Da anni l'uomo, di origini calabresi, viveva a Cavaria con Premezzo, lo stesso paese dove si trova la tomba di Mia Martini, morta nel 1995.

Prima di andare in pensione, Giuseppe Radames Bertè aveva insegnato in diverse scuole del Varesotto.

In passato, più volte, la Bertè aveva usato parole durissime nei confronti del padre, accusandolo di aver maltrattato sua madre perfino quando era incinta, e di non aveva mai amato né sua moglie né le sue figlie.

«Lui odiava le donne e ha avuto solo figlie femmine - aveva detto la Bertè in un'itervista rilasciata al Maurizio Costanzo Show -. L’unico maschio che avrebbe potuto avere l’ha ucciso prendendo a calci mia madre durante l’ultimo mese di gestazione. Essendo la più piccola sono stata fortunata perché non ho preso le botte, ma ha buttato mia sorella dal balcone per un sei in latino, lui era professore di latino e greco ed era un’onta pazzesca; mentre Mimì ha rischiato la vita per un 4 in inglese, lei è scappata di casa e l’hanno ritrovata in stato di choc. Mia madre si è sposata a 15 anni ed era una bambina, non è stata una madre, c’ha lasciate me e Mimì in mezzo ad una strada. Io e lei abbiamo comprato una casa con i soldi che avevamo cominciato a guadagnare e l’abbiamo intestata a lei. Mia madre l’ha venduta senza dirci niente e l’ho scoperto quando ho cercato di tornare a casa mia dopo un anno negli Stati Uniti. Sono andata al suo funerale solo per vederla sotterrare».
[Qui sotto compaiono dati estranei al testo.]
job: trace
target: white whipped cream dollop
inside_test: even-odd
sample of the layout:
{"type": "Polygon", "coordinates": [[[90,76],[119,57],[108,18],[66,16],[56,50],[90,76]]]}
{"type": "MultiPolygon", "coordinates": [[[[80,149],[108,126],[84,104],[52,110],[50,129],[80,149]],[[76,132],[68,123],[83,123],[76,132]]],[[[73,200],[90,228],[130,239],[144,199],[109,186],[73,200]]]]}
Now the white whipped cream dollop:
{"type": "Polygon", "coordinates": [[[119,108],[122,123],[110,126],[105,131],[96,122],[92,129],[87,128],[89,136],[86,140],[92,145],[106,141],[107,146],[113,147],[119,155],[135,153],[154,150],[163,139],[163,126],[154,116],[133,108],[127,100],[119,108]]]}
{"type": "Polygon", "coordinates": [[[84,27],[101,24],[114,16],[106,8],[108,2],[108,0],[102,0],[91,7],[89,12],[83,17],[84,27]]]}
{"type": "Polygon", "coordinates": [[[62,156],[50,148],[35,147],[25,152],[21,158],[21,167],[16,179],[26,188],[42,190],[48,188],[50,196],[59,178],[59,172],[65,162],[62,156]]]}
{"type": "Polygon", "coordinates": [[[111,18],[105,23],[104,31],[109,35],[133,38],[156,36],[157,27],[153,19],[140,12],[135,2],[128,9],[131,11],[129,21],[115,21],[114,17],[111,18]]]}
Il padre, a sua volta, si era difeso utilizzando, in una trasmissione radiofonica, parole altrettanto dure: «Loredana? E’ una delle sventure più grandi, quando una figlia sospetta e urla che il padre ha fatto morire Mimì. Una depravazione, una depravazione morale. Questa disonesta si permette di chiamare il padre brutto bastardo, cosa volete di più. Ho visto la televisione e mi sono trovato in una condizione che non vi dico. Non è la prima volta. La prima volta l’ho querelata, ma dovendo andare in tribunale, poi passano gli anni, e ci siamo messi d’accordo. Lei ha pagato qualcosa. Adesso non voglio ripetere questa storia».